Dernier recueil en date de Serge Meurant, ce volume ( orné d’un frontispice de Michelle Corbisier) nous donne une nouvelle occasion d’aller à la rencontre de ce poète sensible et attachant dont la phrase épurée dit l’essentiel, l’exprime et le donne à voir, sans artifices ni faux-fuyants. Lorsque la poésie est aussi lumière sur les choses, elle n’a pas besoin de se réfugier dans le paraître poétique. Meurant en donne une nouvelle démonstration éclatante.

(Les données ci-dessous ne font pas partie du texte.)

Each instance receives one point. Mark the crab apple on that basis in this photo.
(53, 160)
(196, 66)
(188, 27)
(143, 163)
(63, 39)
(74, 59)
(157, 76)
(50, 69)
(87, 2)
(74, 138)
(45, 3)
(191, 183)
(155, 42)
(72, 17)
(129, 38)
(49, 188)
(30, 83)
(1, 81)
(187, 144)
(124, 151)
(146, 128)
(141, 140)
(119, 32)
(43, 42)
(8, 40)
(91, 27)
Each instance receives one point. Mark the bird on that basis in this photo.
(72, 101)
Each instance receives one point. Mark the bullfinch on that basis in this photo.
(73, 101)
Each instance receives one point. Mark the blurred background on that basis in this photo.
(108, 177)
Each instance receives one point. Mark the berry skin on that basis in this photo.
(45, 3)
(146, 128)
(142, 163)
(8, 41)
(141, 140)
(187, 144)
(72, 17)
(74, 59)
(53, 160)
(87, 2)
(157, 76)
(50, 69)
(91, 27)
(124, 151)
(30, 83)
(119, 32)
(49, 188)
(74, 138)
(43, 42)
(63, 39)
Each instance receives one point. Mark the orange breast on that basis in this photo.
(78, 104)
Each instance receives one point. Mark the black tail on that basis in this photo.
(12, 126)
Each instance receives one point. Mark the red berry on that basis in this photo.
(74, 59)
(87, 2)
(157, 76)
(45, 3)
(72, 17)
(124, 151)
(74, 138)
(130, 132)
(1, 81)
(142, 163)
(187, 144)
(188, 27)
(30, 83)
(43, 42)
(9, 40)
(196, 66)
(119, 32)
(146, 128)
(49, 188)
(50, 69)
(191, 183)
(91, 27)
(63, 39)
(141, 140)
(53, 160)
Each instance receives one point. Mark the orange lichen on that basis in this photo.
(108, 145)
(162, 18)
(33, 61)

Nous l’avions rencontré déjà à deux reprises. Ces entretiens sont toujours accessibles sur espace-livres. Le premier à propos de la publication de « Conversation » d’Elisabeth Ivanovsky (avec Serge Meurant, Editions Tandem) et de la ré-édition de « Gages et autres poèmes » de René Meurant (Le Taillis Pré), nous avions demandé à Serge Meurant d’évoquer ces deux artistes majeurs. ; le second à propos de « L’Orient du chemin »
Edmond Morrel
« Au cœur du livre, il y a l’expérience de l’auteur en salle de réveil — expérience passée au tamis d’une parole économe et précise, filtrée de toute anecdote pour mieux atteindre à l’essentiel. La « chambre d’éveil » est ce lieu où l’on revient à soi et où se confrontent le réel et les images dynamisées, dopées, du corps abîmé, de paysages anciens, d’ascensions dans le brouillard, entre veille et sommeil. On pourrait rapprocher cette chambre de celle de Joë Bousquet. Il s’opère un retournement des choses où alors qu’on allait vers elles, elles viennent à vous et se condensent, en ce moment d’immobilité contrainte, en images mémorielles, où perce une douleur. C’est au chevet de cette mémoire que se trouvent soudain convoquées les figures des disparus et de ceux qui s’éloignent aujourd’hui. Ils constituent une fratrie. Chaque être évoqué vit enfermé dans une chambre forte, un mutisme, ou l’éclair d’une mort imminente. Le poète aimerait parcourir d’un seul regard l’espace entre naissance et mort. Le temps de la généalogie s’abolit alors, les visages s’imposent en retrait et paradoxalement présents. L’impression nous vient qu’ils sont « au secret » de la mémoire mais que la main pourrait les toucher en rêve. La langue, sa naissance et sa perte, constitue une autre voie de lecture du livre : du mutisme de l’enfant métamorphosé par l’accès à la langue au terrible silence de l’agonie. Ceux qui s’éloignent est une sorte de veille, un état second, où tous les sens sont convoqués, pour rappeler à soi ceux qui s’éloignent, comme les braises du souvenir raniment la présence. »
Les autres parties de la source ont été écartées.